Je voudrais, avant de répondre à vos questions, remettre les choses en perspective en rappelant quelques chiffres. La Syrie comptait, avant le début du conflit, 22 millions d'habitants. Aujourd'hui, on estime que 7 millions de personnes ont été déplacées au moins une fois sur le territoire syrien et on dénombre 5 millions de réfugiés, dont 3,5 millions en Turquie et 1,2 million au Liban – les Libanais nous en parlent dès que nous les rencontrons –, les autres se trouvant pour l'essentiel en Jordanie. Il doit être bien clair pour tout le monde qu'à la frontière gréco-turque se trouvent des réfugiés, tandis que la zone d'Idlib abrite des déplacés. Il ne faut évidemment pas les confondre. Plusieurs d'entre vous ont affirmé que le président Erdogan avait ouvert sa frontière avec la Grèce. Elle demeure en réalité fermée, puisque l'Europe et la Grèce ne l'ont pas ouverte, et n'ont pas l'intention de le faire. Si un message fort doit être adressé demain ou après-demain, à l'issue de la réunion des ministres des affaires étrangères, c'est le soutien total de l'Union européenne à la Grèce. Nous engagerons en sa faveur les moyens correspondants, que ce soient ceux de FRONTEX ou ceux mobilisés pour répondre aux demandes complémentaires que nous a adressées le gouvernement grec. Je suis en relation téléphonique directe avec mon homologue, que je verrai demain. Il n'est pas question, bien évidemment, d'ouvrir la frontière. Il faut la sécuriser, et nous le ferons. Les choses sont claires.
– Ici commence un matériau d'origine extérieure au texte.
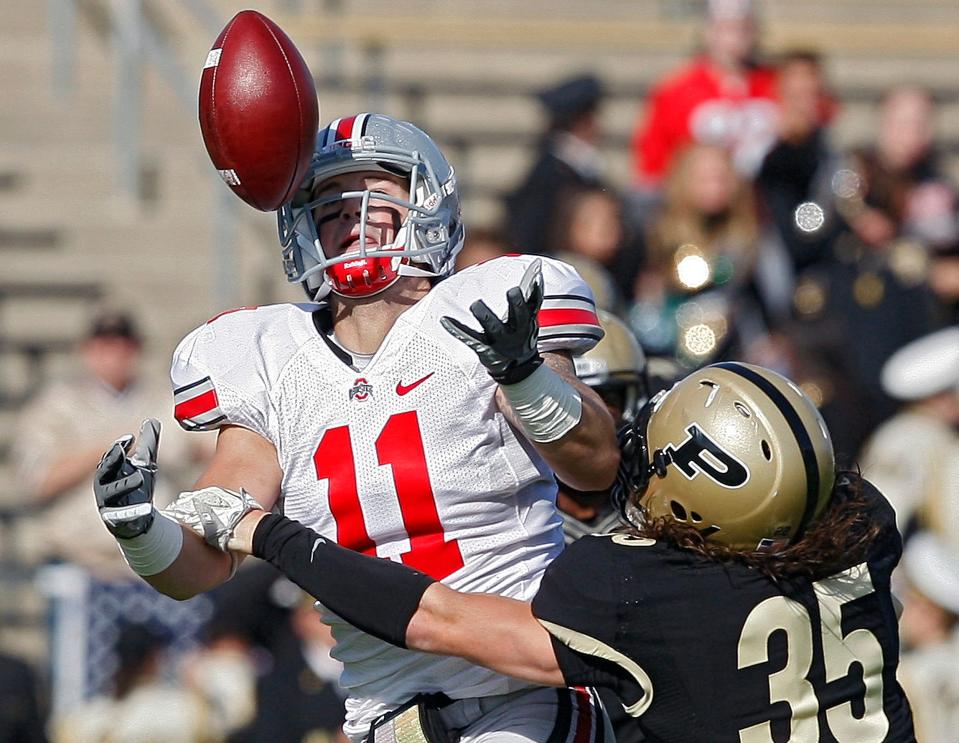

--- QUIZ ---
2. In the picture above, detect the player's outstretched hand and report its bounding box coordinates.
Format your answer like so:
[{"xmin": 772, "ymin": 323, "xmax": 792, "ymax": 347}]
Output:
[
  {"xmin": 163, "ymin": 487, "xmax": 262, "ymax": 552},
  {"xmin": 93, "ymin": 418, "xmax": 160, "ymax": 539},
  {"xmin": 440, "ymin": 259, "xmax": 543, "ymax": 384}
]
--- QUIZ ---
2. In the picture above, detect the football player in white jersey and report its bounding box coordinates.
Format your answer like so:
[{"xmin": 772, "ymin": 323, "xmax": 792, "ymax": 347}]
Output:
[{"xmin": 95, "ymin": 114, "xmax": 619, "ymax": 743}]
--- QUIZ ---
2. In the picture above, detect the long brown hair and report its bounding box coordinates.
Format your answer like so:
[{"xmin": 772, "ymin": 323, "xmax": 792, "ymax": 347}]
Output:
[{"xmin": 634, "ymin": 471, "xmax": 881, "ymax": 580}]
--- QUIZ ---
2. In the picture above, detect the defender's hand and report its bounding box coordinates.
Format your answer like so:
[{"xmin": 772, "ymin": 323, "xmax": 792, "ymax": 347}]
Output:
[
  {"xmin": 163, "ymin": 487, "xmax": 263, "ymax": 552},
  {"xmin": 440, "ymin": 259, "xmax": 543, "ymax": 384},
  {"xmin": 93, "ymin": 418, "xmax": 160, "ymax": 539}
]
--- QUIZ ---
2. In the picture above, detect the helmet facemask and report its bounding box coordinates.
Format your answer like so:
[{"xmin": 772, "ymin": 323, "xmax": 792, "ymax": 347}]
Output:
[{"xmin": 278, "ymin": 114, "xmax": 463, "ymax": 300}]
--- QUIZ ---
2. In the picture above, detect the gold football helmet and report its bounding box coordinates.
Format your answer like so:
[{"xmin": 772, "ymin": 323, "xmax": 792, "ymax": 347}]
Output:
[
  {"xmin": 573, "ymin": 310, "xmax": 649, "ymax": 425},
  {"xmin": 613, "ymin": 362, "xmax": 835, "ymax": 551}
]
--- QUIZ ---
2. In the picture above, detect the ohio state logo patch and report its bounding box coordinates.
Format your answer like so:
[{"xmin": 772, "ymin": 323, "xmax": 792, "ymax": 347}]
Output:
[{"xmin": 350, "ymin": 377, "xmax": 373, "ymax": 401}]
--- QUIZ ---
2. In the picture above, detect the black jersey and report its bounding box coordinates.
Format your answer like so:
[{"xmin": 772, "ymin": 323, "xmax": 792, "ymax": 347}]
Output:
[{"xmin": 533, "ymin": 485, "xmax": 915, "ymax": 743}]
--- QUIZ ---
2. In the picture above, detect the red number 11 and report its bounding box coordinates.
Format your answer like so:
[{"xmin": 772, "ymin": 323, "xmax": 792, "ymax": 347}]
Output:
[{"xmin": 313, "ymin": 410, "xmax": 463, "ymax": 580}]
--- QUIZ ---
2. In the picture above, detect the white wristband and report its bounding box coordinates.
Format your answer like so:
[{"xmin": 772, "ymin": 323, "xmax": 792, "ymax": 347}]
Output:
[
  {"xmin": 500, "ymin": 364, "xmax": 583, "ymax": 444},
  {"xmin": 117, "ymin": 512, "xmax": 183, "ymax": 576}
]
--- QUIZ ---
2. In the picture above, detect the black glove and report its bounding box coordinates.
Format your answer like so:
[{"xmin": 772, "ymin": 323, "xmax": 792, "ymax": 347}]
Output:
[
  {"xmin": 93, "ymin": 418, "xmax": 160, "ymax": 539},
  {"xmin": 440, "ymin": 259, "xmax": 543, "ymax": 384}
]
Monsieur Habib, je me permets de vous faire remarquer que les seuls à nous avoir demandé une intervention militaire sont les Turcs. La Grèce n'a pas formulé une telle demande, mais a sollicité une aide, à laquelle nous allons répondre, pour sécuriser sa frontière. Bien évidemment, il est dans notre intention que cette frontière reste fermée. Tout m'indique que la position européenne sera très forte à cet égard. J'en profite pour vous signaler que le président du Conseil européen, Charles Michel, et le haut représentant Josep Borrell se réunissent en ce moment même. Nous aurons connaissance des résultats de ces échanges demain, lors de la réunion de Zagreb.
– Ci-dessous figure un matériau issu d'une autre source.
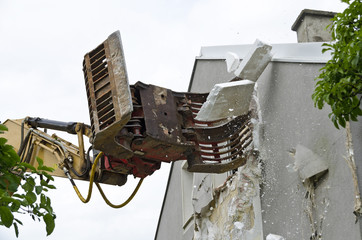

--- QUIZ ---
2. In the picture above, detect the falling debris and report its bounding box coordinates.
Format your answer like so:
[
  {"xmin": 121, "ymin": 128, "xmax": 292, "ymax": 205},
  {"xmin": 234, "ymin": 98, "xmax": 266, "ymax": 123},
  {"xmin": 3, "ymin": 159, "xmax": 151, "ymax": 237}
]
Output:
[
  {"xmin": 225, "ymin": 52, "xmax": 240, "ymax": 72},
  {"xmin": 196, "ymin": 80, "xmax": 255, "ymax": 121},
  {"xmin": 294, "ymin": 144, "xmax": 328, "ymax": 181},
  {"xmin": 234, "ymin": 39, "xmax": 272, "ymax": 82},
  {"xmin": 266, "ymin": 234, "xmax": 285, "ymax": 240}
]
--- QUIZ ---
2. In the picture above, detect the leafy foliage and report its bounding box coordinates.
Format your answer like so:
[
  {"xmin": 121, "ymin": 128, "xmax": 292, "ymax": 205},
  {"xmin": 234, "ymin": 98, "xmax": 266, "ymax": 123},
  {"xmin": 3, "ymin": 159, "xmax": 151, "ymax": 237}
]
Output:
[
  {"xmin": 312, "ymin": 0, "xmax": 362, "ymax": 128},
  {"xmin": 0, "ymin": 124, "xmax": 55, "ymax": 237}
]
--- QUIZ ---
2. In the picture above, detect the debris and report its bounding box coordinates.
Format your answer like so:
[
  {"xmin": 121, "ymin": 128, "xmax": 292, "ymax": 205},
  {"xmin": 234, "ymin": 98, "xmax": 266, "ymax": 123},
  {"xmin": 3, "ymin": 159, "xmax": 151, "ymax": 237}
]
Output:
[
  {"xmin": 225, "ymin": 52, "xmax": 240, "ymax": 72},
  {"xmin": 196, "ymin": 80, "xmax": 255, "ymax": 121},
  {"xmin": 294, "ymin": 144, "xmax": 328, "ymax": 182},
  {"xmin": 266, "ymin": 234, "xmax": 285, "ymax": 240},
  {"xmin": 234, "ymin": 39, "xmax": 272, "ymax": 82}
]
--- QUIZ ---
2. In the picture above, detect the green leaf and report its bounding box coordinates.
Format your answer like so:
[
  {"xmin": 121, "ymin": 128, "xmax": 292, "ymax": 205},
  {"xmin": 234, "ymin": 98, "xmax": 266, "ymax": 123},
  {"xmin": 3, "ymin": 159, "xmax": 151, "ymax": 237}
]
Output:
[
  {"xmin": 0, "ymin": 138, "xmax": 8, "ymax": 145},
  {"xmin": 0, "ymin": 206, "xmax": 14, "ymax": 228},
  {"xmin": 36, "ymin": 157, "xmax": 44, "ymax": 169},
  {"xmin": 35, "ymin": 186, "xmax": 43, "ymax": 195},
  {"xmin": 0, "ymin": 124, "xmax": 8, "ymax": 131},
  {"xmin": 19, "ymin": 162, "xmax": 36, "ymax": 171},
  {"xmin": 10, "ymin": 200, "xmax": 21, "ymax": 212},
  {"xmin": 38, "ymin": 166, "xmax": 54, "ymax": 172},
  {"xmin": 25, "ymin": 192, "xmax": 36, "ymax": 204},
  {"xmin": 43, "ymin": 213, "xmax": 55, "ymax": 236},
  {"xmin": 13, "ymin": 222, "xmax": 19, "ymax": 237}
]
Je le dis publiquement : nous avons une série de contentieux lourds avec la Turquie, dont je suis prêt à faire l'inventaire avec vous. Dans le Nord-Est syrien, la Turquie a attaqué, de manière unilatérale, les Kurdes – qui sont nos alliés, en particulier dans le combat contre Daech. En Méditerranée orientale, l'interprétation turque est, à notre avis, contraire au droit de la mer. En Libye, la Turquie diligente un appui militaire, y compris au moyen de forces de « proxy » syriens, en violation de l'embargo décidé par les Nations unies. D'autres contentieux lourds concernent les droits fondamentaux, l'instrumentalisation des migrants, ou encore la rupture unilatérale de l'accord de 2016.

C'est parce que je dis les choses clairement, monsieur Dupont-Aignan, que je suis en désaccord avec votre lecture de mon communiqué du 28 février. Nous exprimons nos contentieux publiquement – comme j'ai eu l'occasion de le dire récemment au Sénat – mais, lorsque le régime syrien – et non la Turquie, monsieur le député – rompt l'accord de Sotchi, il faut le dire. Nous avons affirmé que nous étions soucieux du respect de cet accord. Lorsque le régime syrien attaque unilatéralement l'armée turque, qui est chargée d'assurer l'application de l'accord – il faut se référer au texte – dans la zone d'Idlib, nous exprimons notre opposition. Cela ne nous empêche pas d'être aussi fermes que je viens de l'expliquer sur le reste.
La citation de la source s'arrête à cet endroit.